E stavolta non ci dicono “venite al circo con noi”, ma “non andate nel bosco”.
Che è tipo dire a un metallaro “non aprire quella birra”. Risultato?? Birra aperta, nel bosco, e pure a torso nudo, con annessa congestione per chi come me ha superato la quarantina…
Perché se li conosci un minimo, sai che dietro quell’avvertimento c’è solo una promessa: caos e delirio glitterato.
E infatti Don’t Go In The Forest è esattamente questo: un invito a perdersi. Un disco che sa di fango, trucco sbavato, glitter e birre gelate. Un rito collettivo in cui l’unica regola è “non prendersi troppo sul serio”, e gli Avatar si confermano maestri del caos organizzato, quelli che riescono a farti pogare e ridere nello stesso momento, con quella teatralità da circo infernale che ormai è il loro marchio di fabbrica.
Johannes Eckerström è sempre più un personaggio a sé: passa dal ringhio da predicatore infernale alla carezza inquietante da cantastorie.
Ogni parola sembra detta con un sorrisetto beffardo, come se sapesse qualcosa che tu ignori… e molto probabilmente è così.
La band dietro di lui gira che è una meraviglia: i riff ti prendono per il collo, la sezione ritmica ti scuote come un cocktail fatto da un amico barman che ci va giù pesante, e ogni tanto spunta una melodia che ti sorprende, come un raggio di sole tra i rami.
Il bello del disco è che non cerca di essere coerente, è un viaggio delirante in cui puoi trovare groove sudaticcio, cori epici, momenti quasi pop e attimi di pura follia.
Un patchwork di idee che non dovrebbero stare bene insieme, ma che loro riescono a far funzionare alla grande, un po’ come indossare sneakers, armatura e un boa di piume, solo gli Avatar possono farlo e sembrare credibili.
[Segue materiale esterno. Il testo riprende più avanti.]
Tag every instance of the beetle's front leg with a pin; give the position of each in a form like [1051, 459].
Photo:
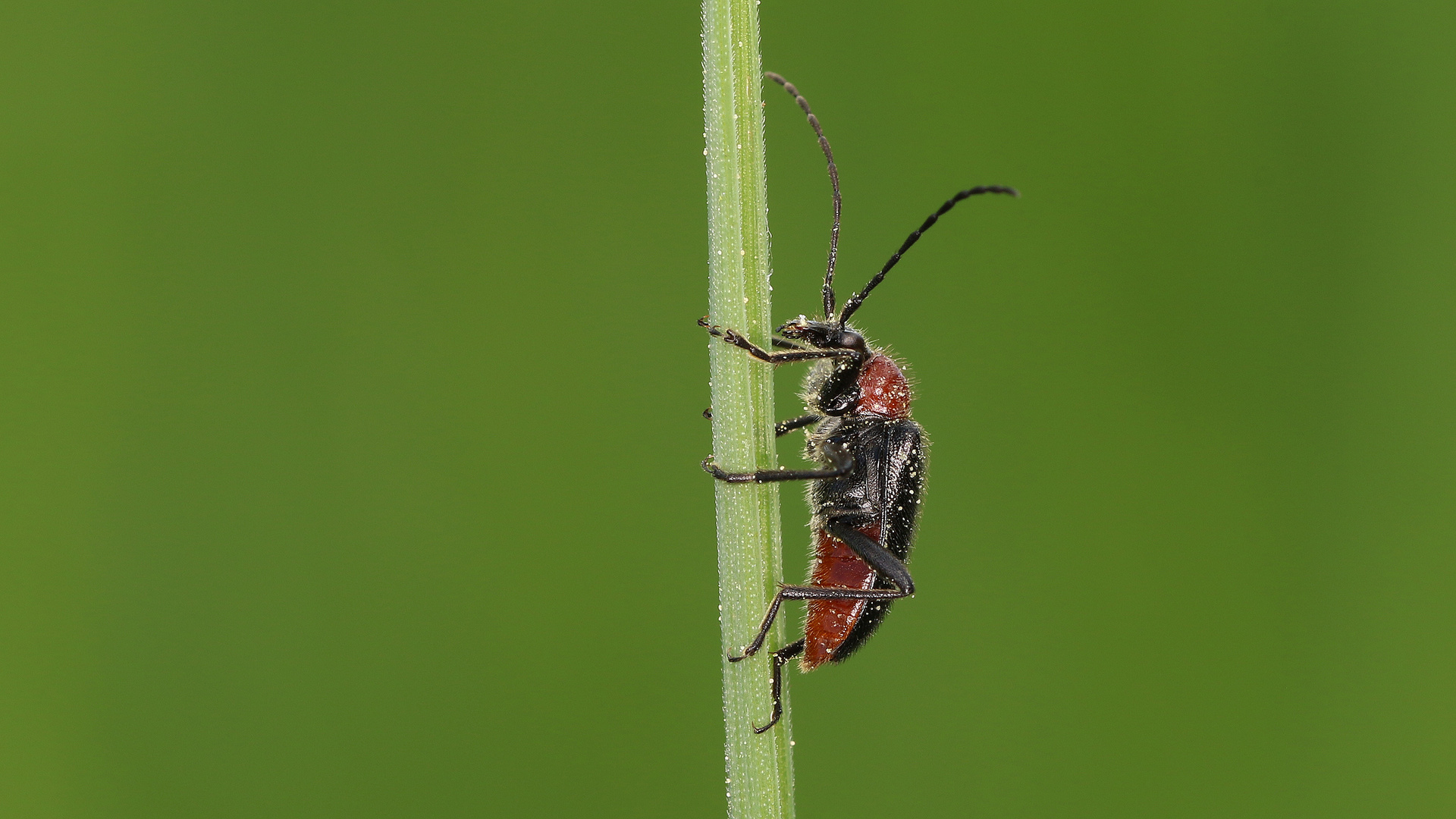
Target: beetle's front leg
[840, 464]
[795, 354]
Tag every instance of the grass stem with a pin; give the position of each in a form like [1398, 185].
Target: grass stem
[759, 767]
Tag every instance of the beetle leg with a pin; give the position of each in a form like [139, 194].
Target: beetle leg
[813, 594]
[785, 428]
[871, 553]
[781, 659]
[797, 354]
[842, 464]
[875, 556]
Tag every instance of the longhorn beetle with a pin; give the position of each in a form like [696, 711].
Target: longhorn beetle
[867, 491]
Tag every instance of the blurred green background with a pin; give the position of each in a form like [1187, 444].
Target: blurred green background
[351, 407]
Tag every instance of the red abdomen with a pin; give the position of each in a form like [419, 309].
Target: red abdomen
[829, 623]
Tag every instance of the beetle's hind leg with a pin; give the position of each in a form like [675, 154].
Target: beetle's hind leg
[781, 659]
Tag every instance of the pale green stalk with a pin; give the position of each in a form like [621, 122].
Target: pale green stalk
[759, 767]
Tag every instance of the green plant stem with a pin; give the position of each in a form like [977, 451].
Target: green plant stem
[759, 767]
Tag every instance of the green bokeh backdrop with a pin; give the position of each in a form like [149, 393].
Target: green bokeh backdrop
[351, 407]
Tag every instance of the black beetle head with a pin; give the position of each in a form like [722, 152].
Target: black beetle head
[824, 334]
“In The Airwaves” ti fa prendere a testate gli alberi pogando con cervi e tutta la fauna del bosco, “Captain Goat” è una specie di delirio groove in salsa caprina: un pezzo che ti fa muovere la testa anche se sei in fila alle poste, “Death And Glitz” sembra scritta dopo una notte a guardare Elisa TrueCrime su Youtube con la mente mezza spenta e se canticchiate Death and Tits, credetemi… è normale, “Don’t Go In The Forest” è forse il pezzo che meglio riassume il paradosso Avatar: ti mettono in guardia dal bosco, e allo stesso tempo ti invitano ad entrarci. Mentre lo ascolti pensi “perché ce l’hanno con sto cavolo di bosco?!” per poi accorgerti che è il bosco che ce l’ha con te.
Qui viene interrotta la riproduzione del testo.